On May 31, 2016 3:24 PM, "Howard Chu" <firstname.lastname@example.org> wrote:
> DJ Delorie wrote:
>> Lennart Poettering <email@example.com> writes:
>>> Again, as mentioned before: key here is that permitting user processes
>>> to stick around after all sessions of the user ended needs to be a
>>> privilieged concept. It should not be allowed for user code to stick
>>> around after logout, unless this is explicitly permitted by the admin,
>>> and this hence needs to be enforced by privileged code.
>> How many Fedora installs are multi-user these days? How many
>> single-user desktops are we afflicting with a "you must ask an admin"
>> rule, when there is no admin besides the user sitting at the keyboard?

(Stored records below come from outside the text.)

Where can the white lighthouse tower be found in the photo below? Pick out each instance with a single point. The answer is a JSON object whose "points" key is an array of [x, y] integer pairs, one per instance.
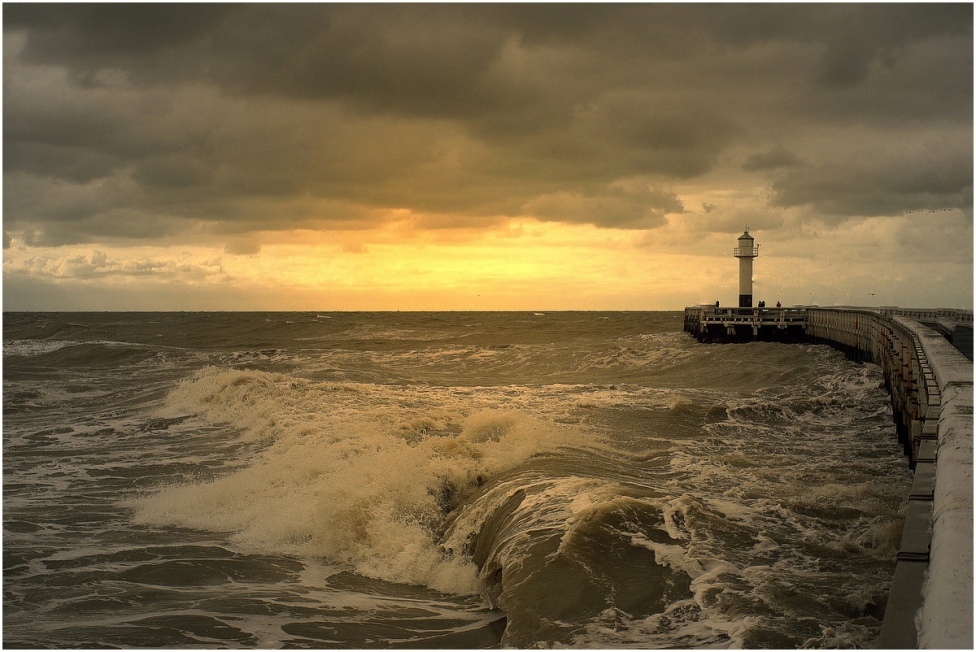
{"points": [[745, 252]]}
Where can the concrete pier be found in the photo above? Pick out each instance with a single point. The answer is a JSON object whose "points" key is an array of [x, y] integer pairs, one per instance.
{"points": [[930, 380]]}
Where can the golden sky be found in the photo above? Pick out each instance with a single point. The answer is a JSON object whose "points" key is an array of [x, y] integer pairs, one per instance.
{"points": [[454, 156]]}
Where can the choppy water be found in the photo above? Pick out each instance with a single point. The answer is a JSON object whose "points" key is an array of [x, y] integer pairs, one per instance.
{"points": [[438, 480]]}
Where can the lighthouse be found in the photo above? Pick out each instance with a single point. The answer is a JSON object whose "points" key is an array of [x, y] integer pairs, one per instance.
{"points": [[745, 252]]}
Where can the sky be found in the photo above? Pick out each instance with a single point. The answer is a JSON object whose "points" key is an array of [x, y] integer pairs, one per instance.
{"points": [[485, 156]]}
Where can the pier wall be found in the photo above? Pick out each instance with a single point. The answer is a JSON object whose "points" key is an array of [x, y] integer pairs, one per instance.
{"points": [[931, 387]]}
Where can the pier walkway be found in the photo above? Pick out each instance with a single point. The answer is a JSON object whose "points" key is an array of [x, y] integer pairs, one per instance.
{"points": [[926, 359]]}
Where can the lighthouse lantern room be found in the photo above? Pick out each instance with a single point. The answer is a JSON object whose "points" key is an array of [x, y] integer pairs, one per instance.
{"points": [[745, 252]]}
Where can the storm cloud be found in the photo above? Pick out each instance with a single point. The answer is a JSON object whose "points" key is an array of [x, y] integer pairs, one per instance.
{"points": [[136, 121], [204, 145]]}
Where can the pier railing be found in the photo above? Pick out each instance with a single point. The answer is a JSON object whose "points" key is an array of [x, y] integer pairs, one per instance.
{"points": [[931, 387]]}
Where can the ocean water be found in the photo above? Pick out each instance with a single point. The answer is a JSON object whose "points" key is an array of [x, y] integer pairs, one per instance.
{"points": [[439, 480]]}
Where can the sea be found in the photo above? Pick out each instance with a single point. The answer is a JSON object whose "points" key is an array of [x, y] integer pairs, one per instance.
{"points": [[439, 480]]}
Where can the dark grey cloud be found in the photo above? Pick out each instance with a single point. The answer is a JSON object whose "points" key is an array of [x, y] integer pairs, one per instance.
{"points": [[140, 120]]}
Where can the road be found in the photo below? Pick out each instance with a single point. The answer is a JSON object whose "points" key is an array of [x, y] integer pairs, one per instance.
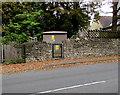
{"points": [[98, 78]]}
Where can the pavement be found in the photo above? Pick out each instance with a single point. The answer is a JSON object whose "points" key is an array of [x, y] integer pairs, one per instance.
{"points": [[97, 78], [27, 67]]}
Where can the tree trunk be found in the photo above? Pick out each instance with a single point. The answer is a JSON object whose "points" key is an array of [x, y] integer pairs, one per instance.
{"points": [[114, 19]]}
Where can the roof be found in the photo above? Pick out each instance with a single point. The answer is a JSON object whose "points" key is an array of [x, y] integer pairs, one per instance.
{"points": [[55, 32], [105, 21]]}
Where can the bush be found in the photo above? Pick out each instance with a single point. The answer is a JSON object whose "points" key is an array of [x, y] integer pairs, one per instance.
{"points": [[16, 61]]}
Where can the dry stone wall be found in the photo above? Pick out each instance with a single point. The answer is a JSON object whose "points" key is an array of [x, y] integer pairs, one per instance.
{"points": [[90, 47], [73, 49]]}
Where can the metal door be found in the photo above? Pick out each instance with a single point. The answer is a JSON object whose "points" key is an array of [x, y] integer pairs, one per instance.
{"points": [[57, 50]]}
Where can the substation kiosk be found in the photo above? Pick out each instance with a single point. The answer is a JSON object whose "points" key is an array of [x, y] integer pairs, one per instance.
{"points": [[55, 38]]}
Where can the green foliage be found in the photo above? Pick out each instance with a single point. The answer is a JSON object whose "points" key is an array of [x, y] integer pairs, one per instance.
{"points": [[22, 26], [65, 16], [16, 61], [25, 19]]}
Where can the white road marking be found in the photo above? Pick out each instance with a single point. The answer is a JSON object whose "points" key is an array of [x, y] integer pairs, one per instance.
{"points": [[64, 88]]}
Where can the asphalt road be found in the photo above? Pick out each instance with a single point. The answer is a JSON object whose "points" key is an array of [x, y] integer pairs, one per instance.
{"points": [[98, 78]]}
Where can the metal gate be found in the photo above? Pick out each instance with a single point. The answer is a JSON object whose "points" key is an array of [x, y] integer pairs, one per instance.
{"points": [[57, 50]]}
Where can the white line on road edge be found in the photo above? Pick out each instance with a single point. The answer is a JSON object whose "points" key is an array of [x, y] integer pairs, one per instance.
{"points": [[71, 87]]}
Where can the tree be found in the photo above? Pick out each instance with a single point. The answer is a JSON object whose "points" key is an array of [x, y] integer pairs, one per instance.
{"points": [[22, 26], [67, 16]]}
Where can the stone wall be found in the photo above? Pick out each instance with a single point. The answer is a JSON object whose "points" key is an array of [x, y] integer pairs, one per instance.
{"points": [[90, 47], [73, 49]]}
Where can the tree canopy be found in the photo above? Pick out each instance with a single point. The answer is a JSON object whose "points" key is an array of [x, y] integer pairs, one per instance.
{"points": [[32, 18]]}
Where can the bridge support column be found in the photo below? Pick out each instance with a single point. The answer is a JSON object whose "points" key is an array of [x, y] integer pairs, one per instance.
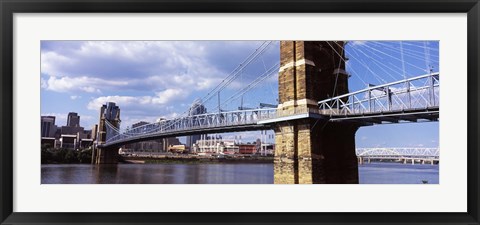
{"points": [[106, 156], [312, 153], [309, 149]]}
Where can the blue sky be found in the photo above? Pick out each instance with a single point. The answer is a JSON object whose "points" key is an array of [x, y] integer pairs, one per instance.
{"points": [[153, 79]]}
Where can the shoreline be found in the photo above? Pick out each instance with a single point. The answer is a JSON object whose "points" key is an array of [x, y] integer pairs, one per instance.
{"points": [[194, 160]]}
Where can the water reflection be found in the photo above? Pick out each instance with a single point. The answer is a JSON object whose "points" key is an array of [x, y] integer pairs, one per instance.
{"points": [[375, 173]]}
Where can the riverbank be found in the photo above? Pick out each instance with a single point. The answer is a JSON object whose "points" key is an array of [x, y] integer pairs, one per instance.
{"points": [[195, 160]]}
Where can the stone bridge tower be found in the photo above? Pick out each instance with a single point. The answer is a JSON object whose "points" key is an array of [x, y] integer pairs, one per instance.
{"points": [[310, 149], [111, 113]]}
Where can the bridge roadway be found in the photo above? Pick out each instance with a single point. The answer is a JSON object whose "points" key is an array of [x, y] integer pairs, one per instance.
{"points": [[411, 100]]}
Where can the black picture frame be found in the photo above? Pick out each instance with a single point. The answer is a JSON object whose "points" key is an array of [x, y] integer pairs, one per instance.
{"points": [[9, 7]]}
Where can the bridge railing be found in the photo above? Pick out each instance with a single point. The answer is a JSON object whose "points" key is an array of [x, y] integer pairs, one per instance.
{"points": [[420, 92], [200, 121], [399, 152]]}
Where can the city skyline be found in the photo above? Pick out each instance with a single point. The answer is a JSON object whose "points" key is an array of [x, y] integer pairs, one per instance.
{"points": [[149, 80]]}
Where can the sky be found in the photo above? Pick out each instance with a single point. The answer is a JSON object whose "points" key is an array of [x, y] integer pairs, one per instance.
{"points": [[153, 79]]}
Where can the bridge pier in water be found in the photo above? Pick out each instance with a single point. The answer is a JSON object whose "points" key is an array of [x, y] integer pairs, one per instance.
{"points": [[310, 149], [109, 113]]}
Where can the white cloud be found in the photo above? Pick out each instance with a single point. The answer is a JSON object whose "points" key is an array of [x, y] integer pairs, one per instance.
{"points": [[133, 103], [83, 84]]}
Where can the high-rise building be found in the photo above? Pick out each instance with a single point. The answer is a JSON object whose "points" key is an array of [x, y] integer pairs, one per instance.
{"points": [[48, 127], [73, 120], [196, 108]]}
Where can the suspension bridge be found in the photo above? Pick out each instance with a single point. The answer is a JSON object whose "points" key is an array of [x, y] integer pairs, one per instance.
{"points": [[316, 116]]}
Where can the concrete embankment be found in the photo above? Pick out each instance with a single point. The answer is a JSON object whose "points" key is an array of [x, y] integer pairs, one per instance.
{"points": [[192, 160]]}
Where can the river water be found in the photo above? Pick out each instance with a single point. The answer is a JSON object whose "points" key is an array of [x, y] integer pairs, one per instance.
{"points": [[235, 173]]}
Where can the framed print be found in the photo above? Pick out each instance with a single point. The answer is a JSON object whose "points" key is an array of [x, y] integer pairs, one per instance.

>> Any rule that tries to split users into "unpriviledged" and "admin" is
> Agreed. And the basic premise is utterly wrong. The user was obviously permitted to login to the machine, they are therefore permitted to run processes on the machine. Whether their shell process stays alive or not is utterly irrelevant, any other processes that continue to run after their login shell terminates is still legitimately using the machine. To call running without a control terminal "privileged" is inventing new definitions out of thin air. There is no logical basis for it. The entire premise is invalid.
Sure it is. An admin might reasonable want users who aren't logged in not to have processed running. So there are really two issues here:
1. What's a reasonable default? I would venture that allowing processes to persist is the right default. (Current Fedora 24 appears to be set up like that, although the behavior is awkward.)
2. Assuming that users are allowed to have persistent processes, how do they make them persistent? I would argue that the current approach of twiddling both loginctl (via polkit) *and* using systemd-run (currently buggy) is too complicated and is a poor API / user experience.